Division of Thoracic Surgery, University Hospital Zurich, Zurich, Switzerland.
Eur J Cardiothorac Surg. 2011 Jan;39(1):115-9. doi: 10.1016/j.ejcts.2010.05.019. Epub 2010 Jul 1.
The limited number of available grafts is one of the major obstacles of lung transplantation. Size-reduced lung transplantation allows the use of oversized grafts for small recipients. Optimal lung size matching is vital to achieve best functional outcome and avoid potential problems when using oversized grafts. We hypothesise that donor-predicted postoperative forced expiratory volume in 1s (ppoFEV1) correlates with the recipient best FEV1 after size-reduced lung transplant, being useful for the estimation of function outcome.

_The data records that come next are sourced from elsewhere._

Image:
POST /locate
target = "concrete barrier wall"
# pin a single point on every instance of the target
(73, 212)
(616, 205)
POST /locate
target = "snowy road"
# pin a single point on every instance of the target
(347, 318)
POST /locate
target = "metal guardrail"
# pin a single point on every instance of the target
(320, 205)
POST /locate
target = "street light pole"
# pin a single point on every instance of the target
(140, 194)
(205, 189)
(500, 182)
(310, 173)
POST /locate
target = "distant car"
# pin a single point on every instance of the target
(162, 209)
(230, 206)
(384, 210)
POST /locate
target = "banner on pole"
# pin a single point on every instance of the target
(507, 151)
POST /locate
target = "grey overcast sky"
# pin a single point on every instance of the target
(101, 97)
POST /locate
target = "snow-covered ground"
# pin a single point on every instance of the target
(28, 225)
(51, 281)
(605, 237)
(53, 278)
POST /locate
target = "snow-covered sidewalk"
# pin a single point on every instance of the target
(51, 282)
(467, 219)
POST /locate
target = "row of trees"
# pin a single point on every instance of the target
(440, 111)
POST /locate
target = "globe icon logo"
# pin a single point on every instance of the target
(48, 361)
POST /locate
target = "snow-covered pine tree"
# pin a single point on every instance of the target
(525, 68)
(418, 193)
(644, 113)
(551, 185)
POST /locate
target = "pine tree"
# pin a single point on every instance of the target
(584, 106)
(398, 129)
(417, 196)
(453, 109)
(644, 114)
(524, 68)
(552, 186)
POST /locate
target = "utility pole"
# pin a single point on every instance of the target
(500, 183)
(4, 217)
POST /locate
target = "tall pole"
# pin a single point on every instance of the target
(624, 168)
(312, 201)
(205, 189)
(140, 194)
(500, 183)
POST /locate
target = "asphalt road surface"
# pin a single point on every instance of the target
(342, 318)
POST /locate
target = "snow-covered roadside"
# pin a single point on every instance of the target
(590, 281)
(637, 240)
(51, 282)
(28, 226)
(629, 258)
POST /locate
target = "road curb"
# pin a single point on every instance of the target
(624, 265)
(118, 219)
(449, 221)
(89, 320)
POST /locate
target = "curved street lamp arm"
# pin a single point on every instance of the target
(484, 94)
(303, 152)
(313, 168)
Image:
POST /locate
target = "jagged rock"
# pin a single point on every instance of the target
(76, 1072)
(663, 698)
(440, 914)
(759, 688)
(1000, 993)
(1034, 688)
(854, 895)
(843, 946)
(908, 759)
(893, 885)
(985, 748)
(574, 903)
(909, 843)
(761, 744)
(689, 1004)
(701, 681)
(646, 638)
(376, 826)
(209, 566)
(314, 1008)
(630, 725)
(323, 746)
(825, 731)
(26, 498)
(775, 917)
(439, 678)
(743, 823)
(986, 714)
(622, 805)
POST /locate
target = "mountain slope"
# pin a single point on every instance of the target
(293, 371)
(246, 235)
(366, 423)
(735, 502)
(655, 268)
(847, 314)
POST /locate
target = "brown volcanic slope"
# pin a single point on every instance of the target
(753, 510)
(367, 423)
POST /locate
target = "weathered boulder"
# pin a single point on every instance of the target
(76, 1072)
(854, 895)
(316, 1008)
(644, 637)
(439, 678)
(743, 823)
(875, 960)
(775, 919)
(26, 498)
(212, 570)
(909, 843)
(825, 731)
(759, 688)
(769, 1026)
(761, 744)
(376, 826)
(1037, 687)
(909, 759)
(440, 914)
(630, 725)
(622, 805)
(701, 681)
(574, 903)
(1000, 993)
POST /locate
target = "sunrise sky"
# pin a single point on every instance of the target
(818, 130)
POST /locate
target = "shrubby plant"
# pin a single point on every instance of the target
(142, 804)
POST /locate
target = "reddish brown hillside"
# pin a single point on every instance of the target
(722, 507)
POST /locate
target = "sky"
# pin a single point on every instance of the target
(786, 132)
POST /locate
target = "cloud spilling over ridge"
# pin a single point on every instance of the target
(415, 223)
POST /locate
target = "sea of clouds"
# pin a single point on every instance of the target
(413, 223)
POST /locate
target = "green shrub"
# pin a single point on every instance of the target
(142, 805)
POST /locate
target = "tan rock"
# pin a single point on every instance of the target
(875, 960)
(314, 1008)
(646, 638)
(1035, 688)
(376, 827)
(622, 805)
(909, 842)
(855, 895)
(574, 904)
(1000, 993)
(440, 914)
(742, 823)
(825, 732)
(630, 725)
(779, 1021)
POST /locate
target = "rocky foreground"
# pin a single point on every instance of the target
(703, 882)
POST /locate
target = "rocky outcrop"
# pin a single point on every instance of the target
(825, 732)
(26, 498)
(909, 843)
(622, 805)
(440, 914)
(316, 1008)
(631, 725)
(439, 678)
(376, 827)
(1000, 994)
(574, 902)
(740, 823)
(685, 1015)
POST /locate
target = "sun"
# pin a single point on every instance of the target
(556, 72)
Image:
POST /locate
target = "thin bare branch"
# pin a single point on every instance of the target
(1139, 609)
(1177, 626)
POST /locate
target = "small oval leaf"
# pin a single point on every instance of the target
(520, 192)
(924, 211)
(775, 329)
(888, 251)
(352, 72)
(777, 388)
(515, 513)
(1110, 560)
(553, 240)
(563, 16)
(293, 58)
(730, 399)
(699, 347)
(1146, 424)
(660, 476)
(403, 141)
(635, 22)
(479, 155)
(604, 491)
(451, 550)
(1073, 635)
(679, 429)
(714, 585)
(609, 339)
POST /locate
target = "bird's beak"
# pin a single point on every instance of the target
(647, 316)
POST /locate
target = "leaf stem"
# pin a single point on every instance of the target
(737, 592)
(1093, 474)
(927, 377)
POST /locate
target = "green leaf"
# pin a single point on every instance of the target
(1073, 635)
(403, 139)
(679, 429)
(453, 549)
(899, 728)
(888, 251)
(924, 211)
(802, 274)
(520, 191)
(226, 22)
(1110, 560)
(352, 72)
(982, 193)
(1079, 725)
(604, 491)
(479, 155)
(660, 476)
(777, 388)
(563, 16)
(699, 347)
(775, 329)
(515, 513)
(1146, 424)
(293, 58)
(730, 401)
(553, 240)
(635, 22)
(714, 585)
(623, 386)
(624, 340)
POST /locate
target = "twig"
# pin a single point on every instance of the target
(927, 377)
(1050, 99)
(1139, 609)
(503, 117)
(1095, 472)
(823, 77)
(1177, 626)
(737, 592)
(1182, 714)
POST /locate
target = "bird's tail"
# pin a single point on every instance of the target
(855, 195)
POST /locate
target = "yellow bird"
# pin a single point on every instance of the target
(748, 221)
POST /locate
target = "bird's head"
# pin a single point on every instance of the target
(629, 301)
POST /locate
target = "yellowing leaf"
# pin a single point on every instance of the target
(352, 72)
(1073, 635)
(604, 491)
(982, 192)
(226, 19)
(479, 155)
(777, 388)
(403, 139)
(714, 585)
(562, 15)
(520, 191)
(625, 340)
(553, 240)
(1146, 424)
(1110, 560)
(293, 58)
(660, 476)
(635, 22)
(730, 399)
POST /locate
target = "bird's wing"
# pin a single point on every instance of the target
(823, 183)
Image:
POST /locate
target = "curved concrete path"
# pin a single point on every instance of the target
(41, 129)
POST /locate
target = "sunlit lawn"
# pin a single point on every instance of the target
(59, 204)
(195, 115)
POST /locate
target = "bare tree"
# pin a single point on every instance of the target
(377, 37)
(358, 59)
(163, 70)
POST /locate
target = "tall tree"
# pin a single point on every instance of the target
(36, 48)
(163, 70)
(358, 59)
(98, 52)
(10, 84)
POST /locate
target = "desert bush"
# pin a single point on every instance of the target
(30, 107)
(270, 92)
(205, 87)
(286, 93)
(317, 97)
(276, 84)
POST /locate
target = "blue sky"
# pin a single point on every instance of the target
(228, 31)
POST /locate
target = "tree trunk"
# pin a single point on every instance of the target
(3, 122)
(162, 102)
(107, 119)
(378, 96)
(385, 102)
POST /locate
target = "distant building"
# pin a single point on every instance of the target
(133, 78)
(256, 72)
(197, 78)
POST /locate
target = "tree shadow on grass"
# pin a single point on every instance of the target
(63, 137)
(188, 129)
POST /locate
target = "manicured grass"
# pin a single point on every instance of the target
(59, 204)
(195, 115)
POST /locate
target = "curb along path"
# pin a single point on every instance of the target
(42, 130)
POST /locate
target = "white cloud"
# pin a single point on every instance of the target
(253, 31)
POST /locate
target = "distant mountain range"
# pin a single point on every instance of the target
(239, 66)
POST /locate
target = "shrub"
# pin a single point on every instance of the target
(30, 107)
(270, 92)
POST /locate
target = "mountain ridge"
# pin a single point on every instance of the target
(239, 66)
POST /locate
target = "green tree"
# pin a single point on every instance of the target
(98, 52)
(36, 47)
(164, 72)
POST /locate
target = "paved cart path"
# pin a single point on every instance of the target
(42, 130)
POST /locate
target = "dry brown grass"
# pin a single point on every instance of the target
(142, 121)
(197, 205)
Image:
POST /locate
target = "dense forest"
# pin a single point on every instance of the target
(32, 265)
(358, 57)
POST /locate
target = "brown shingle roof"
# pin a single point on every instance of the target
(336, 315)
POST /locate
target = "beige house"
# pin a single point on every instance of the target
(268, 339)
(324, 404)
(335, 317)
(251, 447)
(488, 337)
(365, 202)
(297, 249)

All patients undergoing size-reduced or standard bilateral lung transplantation were included (1992-2007). Donor ppoFEV1 was calculated and corrected with respect to size reduction and correlated with recipient measured best FEV1 post-transplant. In addition, pre- and postoperative clinical data including surgical complications and outcome of all size-reduced lung transplant recipients were compared with standard lung transplant recipients.
A total of 61 size-reduced lung transplant recipients (lobar transplants, n=20; anatomic or non-anatomic resection, n=41) were included and compared to 145 standard transplants. The mean donor-recipient height difference was statistically significant between the two groups (p=0.0001). The mean donor ppoFEV1 was comparable with recipient best FEV1 (2.7±0.6 vs 2.6±0.7 l). There was a statistically significant correlation between donor ppoFEV1 and recipient best FEV1 (p=0.01, r=0.688). The 30-day mortality rate and 3-month, 1- and 5-year survival rates were comparable between the two groups.
In size-reduced lung transplantation, postoperative recipient best FEV1 could be predicted from donor-calculated and corrected FEV1 with respect to its size reduction. Compared to standard lung transplantation, equivalent morbidity, mortality and functional results could be obtained after size-reduced lung transplantation.
可供移植的肺脏数量有限是肺移植的主要障碍之一。肺脏缩小移植可以使供体肺脏在受体中发挥作用,即使供体肺脏体积过大。最佳的肺脏大小匹配对于实现最佳功能结果和避免使用过大供体肺脏时出现潜在问题至关重要。我们假设供体预测的术后用力呼气量 1 秒率(ppoFEV1)与缩小肺脏移植后受体的最佳 FEV1 相关,这对于评估功能结果很有用。
纳入所有接受缩小或标准双侧肺脏移植的患者(1992-2007 年)。计算供体ppoFEV1 并根据缩小比例进行校正,并与移植后受体测量的最佳 FEV1 相关。此外,比较了所有缩小肺脏移植受者的术前和术后临床数据,包括手术并发症和结果,与标准肺脏移植受者进行比较。
共纳入 61 例缩小肺脏移植受者(肺叶移植 20 例;解剖或非解剖性切除 41 例),并与 145 例标准移植进行比较。两组间供体-受体身高差异具有统计学意义(p=0.0001)。供体ppoFEV1 与受体最佳 FEV1 相当(2.7±0.6 比 2.6±0.7 l)。供体ppoFEV1 与受体最佳 FEV1 之间存在统计学显著相关性(p=0.01,r=0.688)。两组间 30 天死亡率和 3 个月、1 年和 5 年生存率相当。
在缩小肺脏移植中,受体术后最佳 FEV1 可以根据其缩小比例从供体计算和校正的 FEV1 中预测。与标准肺脏移植相比,缩小肺脏移植后可获得相当的发病率、死亡率和功能结果。